In a rallying speech ahead of the forthcoming by-election in Ayr, Mr McLetchie said it was time for the Tories to speak up for the ordinary people of Scotland.

He said: "We must be in the vanguard of new thinking in Scotland and be unafraid to challenge the existing, dreary consensus.

'Pact needs exposing'

"The political consensus in Scotland is interventionist and consistently supports greater government action and increased public spending.

"This is the "Lib-Lab-Nat" pact we need to expose.

"Labour and the nationalists agree on far more issues than they disagree.

"They are both cut from the same socialist cloth - both more interested in redistributing wealth than in creating it.


David McLetchie Labour and SNP have a great deal in common, says David McLetchie
"Only last Thursday at First Minister's Question Time, instead of holding the executive to account, Alex Salmond was engaged in a love-in with Donald Dewar over the proposed repeal of Section 28.
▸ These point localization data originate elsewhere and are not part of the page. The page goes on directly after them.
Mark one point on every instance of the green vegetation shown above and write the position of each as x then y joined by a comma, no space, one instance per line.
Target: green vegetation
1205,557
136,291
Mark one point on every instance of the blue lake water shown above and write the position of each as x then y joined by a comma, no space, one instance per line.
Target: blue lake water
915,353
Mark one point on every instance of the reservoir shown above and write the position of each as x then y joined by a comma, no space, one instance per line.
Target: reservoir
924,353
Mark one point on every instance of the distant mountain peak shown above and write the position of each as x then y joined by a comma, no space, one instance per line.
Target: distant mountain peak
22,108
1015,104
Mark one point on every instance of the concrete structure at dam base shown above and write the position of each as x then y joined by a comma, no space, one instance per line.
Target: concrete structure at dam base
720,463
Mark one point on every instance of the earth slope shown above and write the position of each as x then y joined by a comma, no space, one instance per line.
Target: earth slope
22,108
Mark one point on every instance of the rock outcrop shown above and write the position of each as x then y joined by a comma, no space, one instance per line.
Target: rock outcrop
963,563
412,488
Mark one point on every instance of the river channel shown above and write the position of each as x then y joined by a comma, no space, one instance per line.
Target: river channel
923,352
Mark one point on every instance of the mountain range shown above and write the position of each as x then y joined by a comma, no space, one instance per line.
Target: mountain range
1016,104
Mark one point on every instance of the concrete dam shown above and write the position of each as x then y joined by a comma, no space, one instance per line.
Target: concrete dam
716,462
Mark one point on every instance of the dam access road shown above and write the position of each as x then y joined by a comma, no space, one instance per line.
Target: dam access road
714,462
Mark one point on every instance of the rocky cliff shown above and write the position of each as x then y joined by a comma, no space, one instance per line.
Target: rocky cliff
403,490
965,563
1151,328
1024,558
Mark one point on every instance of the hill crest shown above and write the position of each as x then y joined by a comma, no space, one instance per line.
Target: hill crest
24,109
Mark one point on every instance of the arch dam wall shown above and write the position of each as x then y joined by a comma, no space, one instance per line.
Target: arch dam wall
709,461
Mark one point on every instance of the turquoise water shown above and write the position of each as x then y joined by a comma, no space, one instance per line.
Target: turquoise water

"This from the leader of a party which has the audacity to call itself an opposition.

"In truth the SNP is a pathetic apology for an opposition party."

He said the debate surrounding Section 28 - which deals with the guidelines issued to teachers in respect of promoting homosexuality in schools - was not the only common ground between the executive and the SNP.

Mr McLetchie added: "On Europe, transport and land reform there is a common agenda among them to scrap the pound, tax ordinary family motorists off the road and fiddle with irrelevancies such as community right to buy whilst our rural economy is in crisis."